Hobbitses: Till Bracegirdle of Nobottle
Elf Name: Elessar Sindanárië
Lonely halfling Till had no friends, being the only supporter of the “Nobottle” act in favor of prohibition. He later became Golum and simply assumed the old identity of Smeagol because even he was less hated then ol’sober Till.

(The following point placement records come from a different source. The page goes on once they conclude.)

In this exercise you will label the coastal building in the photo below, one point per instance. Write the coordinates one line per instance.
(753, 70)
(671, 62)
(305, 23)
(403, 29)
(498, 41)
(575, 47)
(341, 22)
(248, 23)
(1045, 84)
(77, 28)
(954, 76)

Aragorn’s got nothing on me, moron carried around a broken sword for the whole first book…
Elena99 says
I used this to come up with names for a novel I was working on over the summer.
Here’s mine:
Secret Elven name: Lessien Ancalimë
Secret Hobbit name: Camellia Knotwise of Michel Delving
The O says
Secret Elven Name: Valandil Elensar
Secret Hobbit Name: Mungo Hamwich of Buckleberry Fern
Mmmmmm………hamwich…………::drools::
The Game says
Hahaha, Danderfluff.
Hobbit name: Drogo Boggy-Hillocks
Elf name: Elrohir Amandil
DarthCthulhu says
Yeah, I know. Polo Danderfluff… I just get an image of a geasy guy with slicked back hair and a mustache in a polo shirt with bad dandriff.

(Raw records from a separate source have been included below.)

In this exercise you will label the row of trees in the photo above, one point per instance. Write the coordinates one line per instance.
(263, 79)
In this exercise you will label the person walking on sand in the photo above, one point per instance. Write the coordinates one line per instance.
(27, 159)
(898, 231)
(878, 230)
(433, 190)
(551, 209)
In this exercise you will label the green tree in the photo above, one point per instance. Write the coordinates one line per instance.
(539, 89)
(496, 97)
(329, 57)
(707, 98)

On the other hand, my Elvish name is pretty neat. It’s got umlauts! BOW BEFORE THE UMLAUTS, CRETINS!
Bartoneus says
Hobbitses: Till Bracegirdle of Nobottle
Elf Name: Elessar Sindanárië
Lonely halfling Till had no friends, being the only supporter of the “Nobottle” act in favor of prohibition. He later became Golum and simply assumed the old identity of Smeagol because even he was less hated then ol’sober Till.
Aragorn’s got nothing on me, moron carried around a broken sword for the whole first book…
Bill says
I LIKE CHEESY NACHOS
Ping Pong says
it is really freaky!!!
my hobbit name is Primula Deepdelver
my elven name is Ireth Calaelen!!!
it is the weirdest thing ever and are there really real elves that live among us today????